Table 8 qPCR primer for detecting silencing effect of target gene
6. Rhododendron heat-resistant gene function detection
The azalea which is successfully infected is placed in an intelligent illumination incubator and is cultivated for 7 days under the conditions of 25 ℃/17 ℃ (day 12h and night 12 h), according to the pre-experiment treatment in the earlier stage, the photosynthesis and chlorophyll fluorescence of azalea leaves with stress temperature of 30 ℃, 35 ℃ and 40 ℃ are changed, but the change is obvious when the temperature is high temperature stress is 40 ℃, so the high temperature stress temperature selected in the heat resistance gene function verification test of the azalea is 40 ℃.

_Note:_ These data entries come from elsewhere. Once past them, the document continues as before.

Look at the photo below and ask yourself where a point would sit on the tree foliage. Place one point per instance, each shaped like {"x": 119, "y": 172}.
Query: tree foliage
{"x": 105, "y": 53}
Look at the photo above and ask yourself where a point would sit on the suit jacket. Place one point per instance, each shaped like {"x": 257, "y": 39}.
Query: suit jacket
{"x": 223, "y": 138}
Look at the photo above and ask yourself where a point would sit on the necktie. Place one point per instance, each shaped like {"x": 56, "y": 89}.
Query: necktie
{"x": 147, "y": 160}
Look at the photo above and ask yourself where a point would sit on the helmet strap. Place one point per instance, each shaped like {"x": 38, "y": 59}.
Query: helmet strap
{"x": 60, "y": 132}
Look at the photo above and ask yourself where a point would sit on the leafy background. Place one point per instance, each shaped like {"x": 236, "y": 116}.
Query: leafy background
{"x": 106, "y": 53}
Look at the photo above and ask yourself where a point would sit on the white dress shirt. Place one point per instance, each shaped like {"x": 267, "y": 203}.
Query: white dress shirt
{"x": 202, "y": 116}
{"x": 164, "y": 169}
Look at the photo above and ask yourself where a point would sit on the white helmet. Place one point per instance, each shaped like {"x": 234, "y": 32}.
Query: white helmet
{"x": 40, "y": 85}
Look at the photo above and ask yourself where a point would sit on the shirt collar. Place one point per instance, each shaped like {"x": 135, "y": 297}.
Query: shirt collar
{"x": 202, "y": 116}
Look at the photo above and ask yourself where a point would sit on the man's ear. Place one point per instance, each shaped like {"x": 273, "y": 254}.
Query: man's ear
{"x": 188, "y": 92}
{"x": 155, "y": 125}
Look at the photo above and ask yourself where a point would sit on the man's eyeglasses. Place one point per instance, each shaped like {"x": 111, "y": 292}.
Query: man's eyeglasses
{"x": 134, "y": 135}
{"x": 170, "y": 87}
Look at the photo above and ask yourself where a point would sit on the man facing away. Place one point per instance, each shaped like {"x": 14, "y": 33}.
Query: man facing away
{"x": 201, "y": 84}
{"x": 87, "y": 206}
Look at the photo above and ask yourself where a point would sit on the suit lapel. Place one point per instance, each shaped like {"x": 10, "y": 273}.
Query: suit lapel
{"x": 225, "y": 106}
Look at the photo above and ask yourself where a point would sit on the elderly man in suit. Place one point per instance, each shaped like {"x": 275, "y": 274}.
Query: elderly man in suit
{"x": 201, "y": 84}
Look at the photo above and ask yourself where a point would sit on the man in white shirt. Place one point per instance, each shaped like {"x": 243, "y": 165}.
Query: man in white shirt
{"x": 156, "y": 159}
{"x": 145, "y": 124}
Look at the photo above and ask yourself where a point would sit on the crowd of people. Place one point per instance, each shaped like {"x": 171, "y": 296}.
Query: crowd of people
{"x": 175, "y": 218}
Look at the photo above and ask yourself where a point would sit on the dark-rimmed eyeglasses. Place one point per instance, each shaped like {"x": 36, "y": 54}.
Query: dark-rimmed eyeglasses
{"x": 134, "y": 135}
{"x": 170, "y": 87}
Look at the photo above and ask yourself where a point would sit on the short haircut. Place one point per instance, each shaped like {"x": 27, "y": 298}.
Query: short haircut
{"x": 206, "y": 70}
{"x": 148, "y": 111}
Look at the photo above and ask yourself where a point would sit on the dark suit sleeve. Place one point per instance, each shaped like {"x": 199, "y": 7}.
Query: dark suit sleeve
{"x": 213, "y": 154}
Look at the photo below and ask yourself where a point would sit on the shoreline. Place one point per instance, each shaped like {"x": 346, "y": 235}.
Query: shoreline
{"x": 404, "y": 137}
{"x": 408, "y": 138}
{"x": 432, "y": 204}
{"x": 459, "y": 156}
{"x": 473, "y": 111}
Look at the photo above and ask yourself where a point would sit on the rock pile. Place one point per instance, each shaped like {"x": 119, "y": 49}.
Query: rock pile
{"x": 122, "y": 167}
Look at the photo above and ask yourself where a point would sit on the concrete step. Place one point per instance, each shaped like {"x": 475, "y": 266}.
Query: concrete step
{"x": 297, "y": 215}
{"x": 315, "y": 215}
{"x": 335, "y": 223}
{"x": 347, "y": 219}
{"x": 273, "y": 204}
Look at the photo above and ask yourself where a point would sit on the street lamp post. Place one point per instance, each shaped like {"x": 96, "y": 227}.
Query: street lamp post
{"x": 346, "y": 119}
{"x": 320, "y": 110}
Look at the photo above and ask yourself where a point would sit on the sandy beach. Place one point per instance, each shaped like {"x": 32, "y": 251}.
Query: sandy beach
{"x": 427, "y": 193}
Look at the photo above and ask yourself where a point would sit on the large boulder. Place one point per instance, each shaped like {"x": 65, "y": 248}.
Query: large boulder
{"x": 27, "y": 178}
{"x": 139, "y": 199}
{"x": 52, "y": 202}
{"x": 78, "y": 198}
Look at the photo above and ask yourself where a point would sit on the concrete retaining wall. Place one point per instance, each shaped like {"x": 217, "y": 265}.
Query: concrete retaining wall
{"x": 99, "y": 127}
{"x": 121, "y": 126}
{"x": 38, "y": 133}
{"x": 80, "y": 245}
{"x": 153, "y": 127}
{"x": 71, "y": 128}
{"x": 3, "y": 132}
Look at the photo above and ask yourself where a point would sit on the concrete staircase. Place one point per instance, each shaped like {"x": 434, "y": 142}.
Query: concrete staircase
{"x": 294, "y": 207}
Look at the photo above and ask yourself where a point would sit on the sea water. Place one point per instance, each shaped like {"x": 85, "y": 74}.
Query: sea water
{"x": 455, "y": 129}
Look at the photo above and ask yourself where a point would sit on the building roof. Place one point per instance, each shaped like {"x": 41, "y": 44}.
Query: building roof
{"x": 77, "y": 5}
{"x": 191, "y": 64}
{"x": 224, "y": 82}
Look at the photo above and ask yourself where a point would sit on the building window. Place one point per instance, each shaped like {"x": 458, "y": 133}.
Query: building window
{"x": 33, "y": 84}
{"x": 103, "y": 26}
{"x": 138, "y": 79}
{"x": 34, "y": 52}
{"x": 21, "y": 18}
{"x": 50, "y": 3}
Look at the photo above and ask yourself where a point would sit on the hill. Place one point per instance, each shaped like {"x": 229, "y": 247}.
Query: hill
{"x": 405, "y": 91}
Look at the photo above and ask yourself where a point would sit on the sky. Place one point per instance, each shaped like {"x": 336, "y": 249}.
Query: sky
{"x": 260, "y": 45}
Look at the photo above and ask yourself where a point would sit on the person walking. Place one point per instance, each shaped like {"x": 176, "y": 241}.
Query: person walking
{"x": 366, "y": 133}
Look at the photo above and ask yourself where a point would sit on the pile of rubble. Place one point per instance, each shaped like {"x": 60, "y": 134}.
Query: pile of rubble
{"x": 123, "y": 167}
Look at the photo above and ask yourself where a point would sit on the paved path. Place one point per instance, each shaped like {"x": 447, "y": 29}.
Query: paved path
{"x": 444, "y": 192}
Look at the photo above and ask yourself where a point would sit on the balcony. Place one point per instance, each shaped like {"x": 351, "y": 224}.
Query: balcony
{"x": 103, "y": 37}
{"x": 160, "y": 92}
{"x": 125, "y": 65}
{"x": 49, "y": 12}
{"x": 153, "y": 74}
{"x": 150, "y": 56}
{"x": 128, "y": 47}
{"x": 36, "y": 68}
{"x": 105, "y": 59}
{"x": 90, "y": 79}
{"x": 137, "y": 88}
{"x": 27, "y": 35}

High temperature stress treatment was performed by simulating natural high temperature conditions at day 7 of culture, setting stress temperature at 40deg.C/32deg.C (day 12 h/night 12 h), and setting 3 replicates for each group of treatment with 25deg.C/17deg.C (day 12 h/night 12 h) as control group, each replicate for 5 plants. Except for different setting temperatures, other conditions of the test group are kept consistent, and the illumination intensity is 600 mu molm -2 s -1 The temperature is set as follows: 22 ℃/18 ℃ (day 16 h/night 8 h), air relative humidity of 75%, and relative water content of the cultivation substrate soil of 80%. The soil moisture change is concerned at all times during the treatment period, and watering is carried out in time, so that the influence of water stress on the data authenticity caused by water shortage is prevented. After stress 5d, selecting 3 rd-4 th layer of leaves (non-in-vitro) under the top leaves of the new shoots of the azalea, measuring indexes such as chlorophyll fluorescence, after the measurement is finished, taking part of samples, quick freezing by liquid nitrogen, quickly storing in an ultralow temperature refrigerator at-80 ℃, and subsequently measuring for fluorescence quantitative tests (high-temperature stress is continuously carried out in an artificial incubator, and part of azalea leaves are wilted in a dry state at 6-7 d, so that 5d measurement after stress is selected).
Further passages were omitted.